Dari jumlah itu piutang macet sebanyak 3.147 dokumen piutang sebesar Rp7,17 miliar dengan status telah jatuh tempo, tapi tidak dilakukan penagihan aktif oleh satuan kerja (satker).

Hal itu tercantum dalam Laporan Hasil Pemeriksaan (LHP) atas Laporan Keuangan Pemerintah Pusat (LKPP) Tahun 2025 yang dikeluarkan Badan Pemeriksa Keuangan (BPK).

Piutang ini bersumber dari dokumen atas penundaan pembayaran sehingga satker tidak melakukan penagihan.

“Berdasarkan hasil pemeriksaan atas kertas kerja piutang outstanding per 31 Desember 2025, diketahui terdapat piutang macet sebanyak 3.147 dokumen piutang sebesar Rp7.173.913.104 dengan status telah jatuh tempo, namun tidak dilakukan penagihan aktif oleh satker,” tulis laporan tersebut, dikutip Jumat (17/7/2026).

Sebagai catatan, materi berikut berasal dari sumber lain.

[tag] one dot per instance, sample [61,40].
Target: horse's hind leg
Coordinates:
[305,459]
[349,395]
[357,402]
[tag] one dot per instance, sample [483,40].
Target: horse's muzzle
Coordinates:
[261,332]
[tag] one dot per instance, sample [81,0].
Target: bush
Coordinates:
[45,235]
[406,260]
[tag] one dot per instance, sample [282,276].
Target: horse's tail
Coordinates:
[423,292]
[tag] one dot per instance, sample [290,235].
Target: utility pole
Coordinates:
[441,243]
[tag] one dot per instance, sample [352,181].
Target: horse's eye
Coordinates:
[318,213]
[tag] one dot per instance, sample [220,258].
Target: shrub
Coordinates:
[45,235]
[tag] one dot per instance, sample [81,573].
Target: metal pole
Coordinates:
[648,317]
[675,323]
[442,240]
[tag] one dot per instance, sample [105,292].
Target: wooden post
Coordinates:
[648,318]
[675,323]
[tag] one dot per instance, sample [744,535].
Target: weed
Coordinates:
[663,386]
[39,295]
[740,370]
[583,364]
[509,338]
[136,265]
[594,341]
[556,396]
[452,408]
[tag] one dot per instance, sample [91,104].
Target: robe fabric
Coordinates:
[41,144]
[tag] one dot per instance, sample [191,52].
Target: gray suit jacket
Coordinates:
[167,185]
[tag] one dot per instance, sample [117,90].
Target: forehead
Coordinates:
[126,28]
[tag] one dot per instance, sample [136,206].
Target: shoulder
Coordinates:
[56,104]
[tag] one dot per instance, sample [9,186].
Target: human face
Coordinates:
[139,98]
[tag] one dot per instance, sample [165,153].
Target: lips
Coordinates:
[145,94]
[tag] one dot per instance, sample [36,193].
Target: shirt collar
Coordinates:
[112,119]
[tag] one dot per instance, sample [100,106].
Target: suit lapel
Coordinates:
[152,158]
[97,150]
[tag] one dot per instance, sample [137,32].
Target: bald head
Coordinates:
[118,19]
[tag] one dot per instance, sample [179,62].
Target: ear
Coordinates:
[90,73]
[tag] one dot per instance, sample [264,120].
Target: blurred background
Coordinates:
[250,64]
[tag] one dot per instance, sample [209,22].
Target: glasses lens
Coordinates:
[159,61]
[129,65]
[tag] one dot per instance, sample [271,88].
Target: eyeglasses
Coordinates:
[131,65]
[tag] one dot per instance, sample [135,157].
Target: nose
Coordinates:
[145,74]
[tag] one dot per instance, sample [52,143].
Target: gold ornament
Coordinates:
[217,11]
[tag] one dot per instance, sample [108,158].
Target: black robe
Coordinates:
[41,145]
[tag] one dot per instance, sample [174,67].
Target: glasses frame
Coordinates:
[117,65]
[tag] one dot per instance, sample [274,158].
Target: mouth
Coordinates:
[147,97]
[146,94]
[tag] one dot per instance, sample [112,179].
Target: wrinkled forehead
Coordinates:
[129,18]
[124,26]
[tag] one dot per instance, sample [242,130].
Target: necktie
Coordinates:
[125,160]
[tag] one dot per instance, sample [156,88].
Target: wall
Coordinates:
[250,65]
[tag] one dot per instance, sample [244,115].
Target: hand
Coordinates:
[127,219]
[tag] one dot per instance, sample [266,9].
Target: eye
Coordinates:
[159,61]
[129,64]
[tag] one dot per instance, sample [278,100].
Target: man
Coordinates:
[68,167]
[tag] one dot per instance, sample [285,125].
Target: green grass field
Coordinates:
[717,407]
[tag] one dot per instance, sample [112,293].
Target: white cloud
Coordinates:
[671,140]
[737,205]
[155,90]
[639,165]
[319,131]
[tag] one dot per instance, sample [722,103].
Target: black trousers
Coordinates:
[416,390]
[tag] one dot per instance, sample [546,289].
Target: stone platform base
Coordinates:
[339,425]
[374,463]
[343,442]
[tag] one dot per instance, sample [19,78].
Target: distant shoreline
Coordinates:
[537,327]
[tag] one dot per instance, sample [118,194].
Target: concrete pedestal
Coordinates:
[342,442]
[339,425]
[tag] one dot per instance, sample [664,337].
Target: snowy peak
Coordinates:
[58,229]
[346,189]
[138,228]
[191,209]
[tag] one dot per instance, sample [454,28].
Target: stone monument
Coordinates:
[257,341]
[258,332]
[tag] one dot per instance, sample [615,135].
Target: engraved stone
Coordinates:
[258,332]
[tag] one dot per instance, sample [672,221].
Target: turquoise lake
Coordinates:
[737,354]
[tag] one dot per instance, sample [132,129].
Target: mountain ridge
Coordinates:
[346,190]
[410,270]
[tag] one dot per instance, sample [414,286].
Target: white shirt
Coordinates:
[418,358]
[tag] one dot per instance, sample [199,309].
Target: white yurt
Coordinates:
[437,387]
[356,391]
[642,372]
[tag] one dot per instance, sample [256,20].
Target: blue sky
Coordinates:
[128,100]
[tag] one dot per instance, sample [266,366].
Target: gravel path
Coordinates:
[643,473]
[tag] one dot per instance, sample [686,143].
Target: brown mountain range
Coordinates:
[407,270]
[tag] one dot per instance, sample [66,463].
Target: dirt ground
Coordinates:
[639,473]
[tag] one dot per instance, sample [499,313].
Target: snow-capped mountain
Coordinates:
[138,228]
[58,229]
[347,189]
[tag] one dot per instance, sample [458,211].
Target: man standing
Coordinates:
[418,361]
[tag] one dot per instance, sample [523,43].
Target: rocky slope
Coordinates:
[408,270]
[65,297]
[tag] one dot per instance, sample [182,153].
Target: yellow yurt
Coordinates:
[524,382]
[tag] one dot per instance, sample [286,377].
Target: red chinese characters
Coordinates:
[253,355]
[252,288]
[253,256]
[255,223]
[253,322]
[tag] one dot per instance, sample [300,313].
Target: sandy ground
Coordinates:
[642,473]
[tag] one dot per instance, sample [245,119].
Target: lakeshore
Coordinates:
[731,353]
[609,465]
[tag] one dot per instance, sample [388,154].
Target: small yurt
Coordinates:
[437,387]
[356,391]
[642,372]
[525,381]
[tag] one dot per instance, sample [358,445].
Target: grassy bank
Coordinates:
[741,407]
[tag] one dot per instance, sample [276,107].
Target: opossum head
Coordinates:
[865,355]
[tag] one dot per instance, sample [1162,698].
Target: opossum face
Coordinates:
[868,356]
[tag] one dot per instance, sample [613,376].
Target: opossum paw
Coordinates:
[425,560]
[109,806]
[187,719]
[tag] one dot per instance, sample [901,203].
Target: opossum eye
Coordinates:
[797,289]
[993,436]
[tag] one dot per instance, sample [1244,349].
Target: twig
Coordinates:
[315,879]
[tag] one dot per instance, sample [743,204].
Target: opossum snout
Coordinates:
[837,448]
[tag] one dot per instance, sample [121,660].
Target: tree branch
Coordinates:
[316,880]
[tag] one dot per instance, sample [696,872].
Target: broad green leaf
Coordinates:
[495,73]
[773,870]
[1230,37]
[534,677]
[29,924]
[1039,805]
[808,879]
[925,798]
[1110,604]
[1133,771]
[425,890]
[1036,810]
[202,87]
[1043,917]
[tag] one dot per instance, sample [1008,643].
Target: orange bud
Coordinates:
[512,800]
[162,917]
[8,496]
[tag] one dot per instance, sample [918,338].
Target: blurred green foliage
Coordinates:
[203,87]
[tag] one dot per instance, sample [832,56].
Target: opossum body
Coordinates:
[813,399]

Piutang tersebut merupakan piutang yang telah jatuh tempo tahun 2016-2021 dan belum dilunasi.”

Rincian piutang macet itu berasal dari dokumen surat permohonan rush handling dengan nilai Rp3,34 miiar.

Selain itu Surat Penetapan Pembayaran Bea Masuk, Cukai dan/atau Pajak (SPPBMCP) barang kiriman Rp1,10 miliar.

Hal lainnya adalah Pemberitahuan Impor Barang Khusus (PIBK) Perusahaan Jasa Titipan Rp2,72 miliar.

“Sampai dengan akhir pelaksanaan pemeriksaan, belum terdapat dokumen penagihan atas piutang yang timbul dari adanya penundaan pembayaran yang telah jatuh tempo sejak tahun 2016-2021 tersebut,” tulisnya.

BPK juga menemukan pengembalian penerimaan negara terhadap pemilik utang tanpa pengurangan atas utang yang masih tercatat.

Sebanyak sembilan debitur yang menerima pengembalian penerimaan negara dengan total Rp1,31 miliar.